金の瞳

モナムール

第1話

大学構内の乱雑に入り組んだ薄暗い道から始まった。季節は春。俺は市内ではそれなりに名の知られた大学だが、外に出ると無名な大学に合格した。俺はそういった喧騒の外側にひっそりと息づくようなこの大学を気に入っていた。まだ肌寒い季節。長い入学説明の退屈さに倦んだのか、ふらりと野良猫のように赴くままに散歩していた。明るい日差しの下で朗らかに笑う人々に嫌気がさしたのだろうか。気がつけば、俺は陽の当たらない入り組んだ道に迷い込んでいた。こういったたしかに存在するけれど無関心に追いやられたような場所に安堵する自分に苦笑いする。ふと誰かに見られてる気がして辺りを見回すと金色の瞳が、こちらをじっと眺めているのに気がつく。
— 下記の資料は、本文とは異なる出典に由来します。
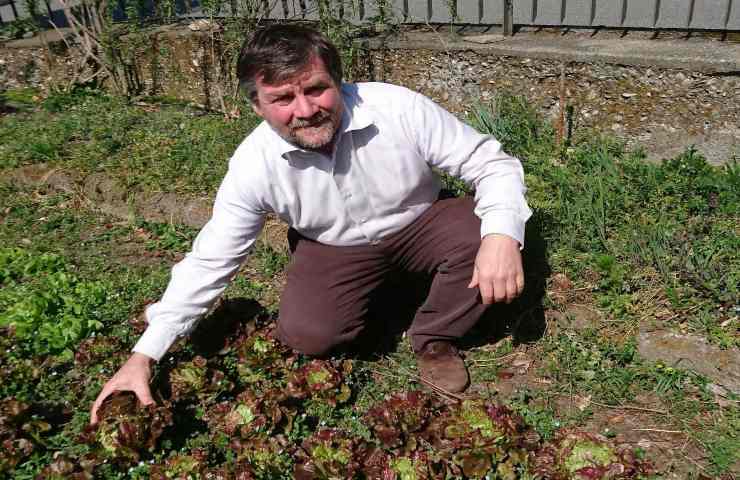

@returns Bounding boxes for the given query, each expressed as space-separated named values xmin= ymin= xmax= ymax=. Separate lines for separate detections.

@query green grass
xmin=0 ymin=90 xmax=257 ymax=194
xmin=0 ymin=91 xmax=740 ymax=479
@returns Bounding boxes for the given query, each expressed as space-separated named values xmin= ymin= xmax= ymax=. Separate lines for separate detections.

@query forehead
xmin=256 ymin=57 xmax=331 ymax=91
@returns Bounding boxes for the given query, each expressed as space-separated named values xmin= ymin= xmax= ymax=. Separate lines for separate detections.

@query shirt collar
xmin=271 ymin=83 xmax=375 ymax=159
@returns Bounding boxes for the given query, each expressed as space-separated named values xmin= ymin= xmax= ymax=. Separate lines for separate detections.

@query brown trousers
xmin=277 ymin=198 xmax=486 ymax=355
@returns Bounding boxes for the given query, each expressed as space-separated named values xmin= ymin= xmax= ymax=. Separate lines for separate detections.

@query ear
xmin=251 ymin=98 xmax=265 ymax=118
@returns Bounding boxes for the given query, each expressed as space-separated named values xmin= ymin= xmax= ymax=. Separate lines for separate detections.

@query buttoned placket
xmin=331 ymin=127 xmax=380 ymax=245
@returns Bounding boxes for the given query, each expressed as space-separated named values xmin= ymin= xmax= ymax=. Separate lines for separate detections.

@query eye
xmin=272 ymin=95 xmax=293 ymax=105
xmin=306 ymin=85 xmax=327 ymax=95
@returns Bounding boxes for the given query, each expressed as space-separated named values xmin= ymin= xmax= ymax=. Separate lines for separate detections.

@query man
xmin=91 ymin=25 xmax=531 ymax=423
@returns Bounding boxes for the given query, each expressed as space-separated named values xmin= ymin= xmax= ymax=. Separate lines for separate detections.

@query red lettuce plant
xmin=83 ymin=392 xmax=172 ymax=464
xmin=235 ymin=331 xmax=295 ymax=383
xmin=363 ymin=449 xmax=445 ymax=480
xmin=532 ymin=429 xmax=652 ymax=480
xmin=149 ymin=449 xmax=208 ymax=480
xmin=286 ymin=360 xmax=352 ymax=405
xmin=425 ymin=400 xmax=536 ymax=480
xmin=365 ymin=390 xmax=434 ymax=451
xmin=0 ymin=398 xmax=51 ymax=472
xmin=169 ymin=356 xmax=234 ymax=403
xmin=293 ymin=429 xmax=362 ymax=480
xmin=36 ymin=452 xmax=100 ymax=480
xmin=205 ymin=391 xmax=294 ymax=439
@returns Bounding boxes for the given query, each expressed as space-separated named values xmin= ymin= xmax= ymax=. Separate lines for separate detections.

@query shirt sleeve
xmin=133 ymin=165 xmax=265 ymax=360
xmin=407 ymin=93 xmax=532 ymax=248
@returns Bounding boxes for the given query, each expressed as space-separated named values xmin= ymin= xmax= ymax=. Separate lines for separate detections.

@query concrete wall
xmin=0 ymin=0 xmax=740 ymax=30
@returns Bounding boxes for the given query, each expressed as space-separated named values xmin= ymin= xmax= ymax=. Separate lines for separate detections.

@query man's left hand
xmin=468 ymin=234 xmax=524 ymax=305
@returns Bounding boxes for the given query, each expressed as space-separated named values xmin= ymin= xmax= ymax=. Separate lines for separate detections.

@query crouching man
xmin=91 ymin=25 xmax=531 ymax=423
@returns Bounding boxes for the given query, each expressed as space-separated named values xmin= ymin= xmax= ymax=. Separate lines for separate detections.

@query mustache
xmin=290 ymin=111 xmax=331 ymax=129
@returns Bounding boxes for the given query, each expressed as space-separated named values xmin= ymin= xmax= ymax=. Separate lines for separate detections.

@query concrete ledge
xmin=364 ymin=31 xmax=740 ymax=74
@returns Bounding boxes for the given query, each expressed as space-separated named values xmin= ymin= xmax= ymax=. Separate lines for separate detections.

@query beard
xmin=286 ymin=110 xmax=339 ymax=150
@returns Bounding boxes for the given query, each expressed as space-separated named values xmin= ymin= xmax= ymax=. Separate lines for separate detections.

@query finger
xmin=478 ymin=281 xmax=494 ymax=305
xmin=468 ymin=267 xmax=478 ymax=288
xmin=493 ymin=279 xmax=507 ymax=303
xmin=134 ymin=386 xmax=155 ymax=406
xmin=506 ymin=278 xmax=519 ymax=303
xmin=90 ymin=384 xmax=114 ymax=425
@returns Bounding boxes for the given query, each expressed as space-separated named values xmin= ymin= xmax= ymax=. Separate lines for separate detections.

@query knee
xmin=277 ymin=317 xmax=342 ymax=357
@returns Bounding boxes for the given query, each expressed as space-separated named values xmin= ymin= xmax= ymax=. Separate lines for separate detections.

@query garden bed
xmin=0 ymin=91 xmax=740 ymax=479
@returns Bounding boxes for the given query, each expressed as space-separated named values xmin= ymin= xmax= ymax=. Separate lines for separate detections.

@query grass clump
xmin=0 ymin=90 xmax=258 ymax=194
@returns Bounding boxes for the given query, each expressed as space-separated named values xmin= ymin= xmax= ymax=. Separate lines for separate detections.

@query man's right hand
xmin=90 ymin=352 xmax=154 ymax=425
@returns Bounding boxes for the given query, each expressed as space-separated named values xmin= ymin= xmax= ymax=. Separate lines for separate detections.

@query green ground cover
xmin=0 ymin=91 xmax=740 ymax=479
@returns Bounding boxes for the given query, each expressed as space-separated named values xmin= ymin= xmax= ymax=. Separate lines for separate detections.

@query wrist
xmin=127 ymin=352 xmax=155 ymax=368
xmin=481 ymin=233 xmax=520 ymax=246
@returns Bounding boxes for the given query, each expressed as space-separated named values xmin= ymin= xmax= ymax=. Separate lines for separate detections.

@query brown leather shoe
xmin=416 ymin=340 xmax=470 ymax=393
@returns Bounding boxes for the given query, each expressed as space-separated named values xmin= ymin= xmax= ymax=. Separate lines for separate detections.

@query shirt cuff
xmin=132 ymin=316 xmax=178 ymax=361
xmin=480 ymin=212 xmax=526 ymax=249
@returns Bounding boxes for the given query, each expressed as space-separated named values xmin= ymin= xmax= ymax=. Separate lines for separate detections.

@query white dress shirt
xmin=134 ymin=83 xmax=531 ymax=360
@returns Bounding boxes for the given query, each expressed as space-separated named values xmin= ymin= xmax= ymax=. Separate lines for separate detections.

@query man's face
xmin=252 ymin=58 xmax=343 ymax=150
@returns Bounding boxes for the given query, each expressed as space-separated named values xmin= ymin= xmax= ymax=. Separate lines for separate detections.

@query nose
xmin=295 ymin=95 xmax=318 ymax=118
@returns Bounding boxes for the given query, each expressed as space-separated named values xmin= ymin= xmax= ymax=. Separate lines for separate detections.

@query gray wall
xmin=0 ymin=0 xmax=740 ymax=30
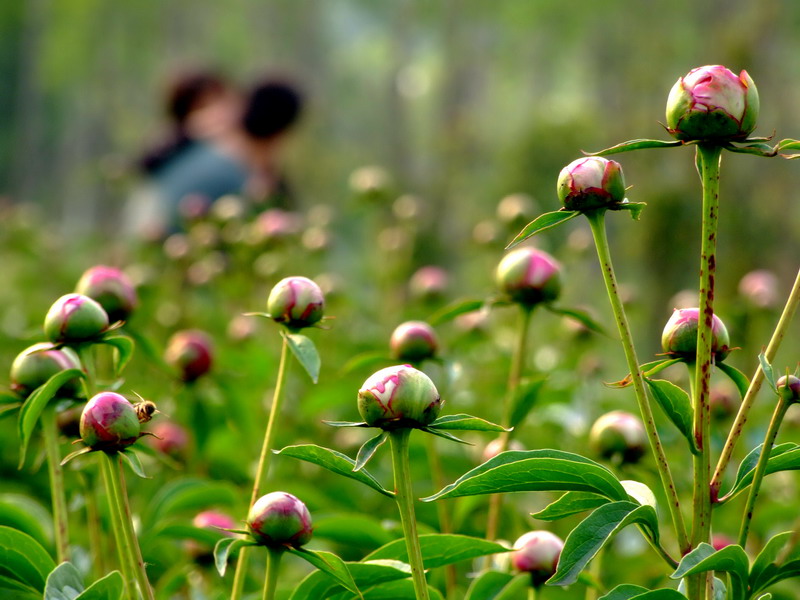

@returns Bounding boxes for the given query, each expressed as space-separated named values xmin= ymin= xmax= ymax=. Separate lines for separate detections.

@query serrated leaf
xmin=75 ymin=571 xmax=125 ymax=600
xmin=584 ymin=139 xmax=683 ymax=156
xmin=645 ymin=378 xmax=698 ymax=454
xmin=531 ymin=492 xmax=609 ymax=521
xmin=44 ymin=562 xmax=85 ymax=600
xmin=423 ymin=450 xmax=628 ymax=502
xmin=717 ymin=362 xmax=750 ymax=398
xmin=214 ymin=537 xmax=257 ymax=577
xmin=670 ymin=542 xmax=750 ymax=600
xmin=506 ymin=210 xmax=581 ymax=250
xmin=428 ymin=414 xmax=511 ymax=432
xmin=275 ymin=444 xmax=394 ymax=498
xmin=289 ymin=548 xmax=361 ymax=596
xmin=353 ymin=431 xmax=389 ymax=471
xmin=547 ymin=500 xmax=659 ymax=585
xmin=0 ymin=526 xmax=56 ymax=593
xmin=428 ymin=298 xmax=486 ymax=327
xmin=364 ymin=533 xmax=510 ymax=569
xmin=281 ymin=330 xmax=322 ymax=383
xmin=17 ymin=369 xmax=86 ymax=469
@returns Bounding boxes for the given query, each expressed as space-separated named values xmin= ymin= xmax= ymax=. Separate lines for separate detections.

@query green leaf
xmin=506 ymin=209 xmax=581 ymax=250
xmin=545 ymin=305 xmax=608 ymax=336
xmin=428 ymin=299 xmax=486 ymax=327
xmin=670 ymin=543 xmax=750 ymax=600
xmin=275 ymin=444 xmax=394 ymax=498
xmin=428 ymin=414 xmax=511 ymax=432
xmin=353 ymin=431 xmax=389 ymax=471
xmin=586 ymin=139 xmax=683 ymax=156
xmin=645 ymin=379 xmax=698 ymax=454
xmin=44 ymin=562 xmax=84 ymax=600
xmin=464 ymin=571 xmax=531 ymax=600
xmin=97 ymin=334 xmax=136 ymax=377
xmin=547 ymin=500 xmax=659 ymax=585
xmin=509 ymin=375 xmax=547 ymax=429
xmin=717 ymin=362 xmax=750 ymax=398
xmin=423 ymin=450 xmax=628 ymax=502
xmin=365 ymin=533 xmax=510 ymax=569
xmin=281 ymin=330 xmax=321 ymax=383
xmin=0 ymin=526 xmax=56 ymax=593
xmin=17 ymin=369 xmax=86 ymax=469
xmin=720 ymin=442 xmax=800 ymax=502
xmin=214 ymin=537 xmax=257 ymax=577
xmin=75 ymin=571 xmax=125 ymax=600
xmin=289 ymin=548 xmax=361 ymax=596
xmin=531 ymin=492 xmax=608 ymax=521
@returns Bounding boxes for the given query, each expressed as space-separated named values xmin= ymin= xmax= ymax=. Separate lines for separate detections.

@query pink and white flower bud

肉体も、骨も何もかもを透かして、最も柔らかな内臓を突いたような鋭い痛みが走る。気がつけば、そんな猫など幻だったかのようにいなくなっていた。或いは、最初からそんなものはいなかったのか。帰りに、まだ夜は遠い青空に大学の先輩はサークルに呼びかけ、後輩はそれに応えていく賑やかな光景に足早に過ぎ去っていく。いずれは夜が来ると繰り返し想う。生温い風が夜気を帯びる瞬間がそう遠くはないうちに…。青空は暗闇に燃えていく。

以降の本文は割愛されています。